Pay attention to soft skills
Soft skills, especially for a diverse group of managers are important. They need to understand how the cloud works and know their new role in the changing organization. As soon as they hamper the migration, people get frustrated and less motivated. This can have a serious impact on the outcome of the entire program. If cloud migration projects are not supported by senior management, the whole program is likely to fail before you’ve even reached the first milestone.
In addition to the challenges above, be aware that you need to train people on various topics such as a completely different way of working, hard tech skills as well as business-related skills like business continuity, cost models, etc.
If all of these aspects are slowing you down, you might conclude you’re better off moving (part of your infrastructure) back.
Performance and other aspects
Performance is one of the key aspects of applications and other resources that contribute highly to the success factor of your cloud-related projects. A lot of course depends on the capacity, bandwidth, and stability of the connection from your own data center or workstation to the cloud. But it also depends on other factors such as the following below.
- Companies might underestimate the data transfer requirements of their applications. If this results in high volumes of a huge number of requests for which they need to pay – this can be a show stopper.
- From a physical point of view, the servers in the cloud are further away from you than your own local data center. This has an effect on the latency of your messages and data being sent across. If you encounter unacceptable delays that hamper your business (f.e. angry customers who face a decline in service), you need to adjust your architecture or repatriate this solution.

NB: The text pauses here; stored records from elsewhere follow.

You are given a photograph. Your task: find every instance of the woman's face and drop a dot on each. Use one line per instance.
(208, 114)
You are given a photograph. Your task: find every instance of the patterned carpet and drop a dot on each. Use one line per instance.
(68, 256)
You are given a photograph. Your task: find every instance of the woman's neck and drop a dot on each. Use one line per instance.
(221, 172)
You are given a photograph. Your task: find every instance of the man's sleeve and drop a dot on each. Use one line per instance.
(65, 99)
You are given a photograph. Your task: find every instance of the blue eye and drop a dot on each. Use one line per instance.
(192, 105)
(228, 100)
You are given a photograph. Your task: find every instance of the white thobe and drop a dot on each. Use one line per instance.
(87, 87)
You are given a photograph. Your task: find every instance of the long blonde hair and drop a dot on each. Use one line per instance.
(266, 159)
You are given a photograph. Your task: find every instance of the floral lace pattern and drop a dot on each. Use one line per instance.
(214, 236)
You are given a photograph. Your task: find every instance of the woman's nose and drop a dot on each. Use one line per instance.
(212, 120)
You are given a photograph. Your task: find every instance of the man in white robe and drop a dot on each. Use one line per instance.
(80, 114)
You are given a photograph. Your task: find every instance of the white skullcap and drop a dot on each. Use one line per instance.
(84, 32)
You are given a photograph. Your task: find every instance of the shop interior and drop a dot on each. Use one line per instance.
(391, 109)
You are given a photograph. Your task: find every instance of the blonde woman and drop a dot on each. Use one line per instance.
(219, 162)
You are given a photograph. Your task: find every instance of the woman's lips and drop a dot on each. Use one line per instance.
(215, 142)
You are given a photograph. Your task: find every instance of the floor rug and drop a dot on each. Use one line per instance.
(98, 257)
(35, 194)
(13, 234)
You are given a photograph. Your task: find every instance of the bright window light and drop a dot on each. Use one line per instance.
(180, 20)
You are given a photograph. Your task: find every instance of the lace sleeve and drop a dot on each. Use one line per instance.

- Edge computing requires processing power very close to where the data is needed. Latency can be an issue here, but also the available computing power. For example, AWS offers G5 instances in only a number of selected regions. Should you require another region, then you can’t use this option.
Companies that apply a hybrid cloud situation, for example, to use backup and data recovery services might face issues when data transfer takes too long or is too expensive. Suppose you need to conduct a data recovery from an S3 bucket to your local data center you need to pay a hefty amount since external data transfer is a costly operation. It’s a major factor to take into account when this is a common situation in your company.
As always, this list can never be complete and all situations are different. Keep in mind that these aspects are to make you think about the projects you’re executing or upcoming projects that are yet to be migrated. You can also use it as a set of guidelines to evaluate your current projects in the cloud.
Companies repatriate from the cloud for different reasons. Often, they face high monthly cloud bills due to various reasons. Many companies accidentally over-provision their infrastructure resources: which just eats away at their budgets. They lack the skills to select the best architectures or they miss critical security skills to comply with regulatory restrictions and other compliance rules.
Sometimes, the cloud can’t bring them the right processing power or performance they seek. Last but not least, soft skills on all levels in the organization are a must-have to fully reap the benefits of cloud computing.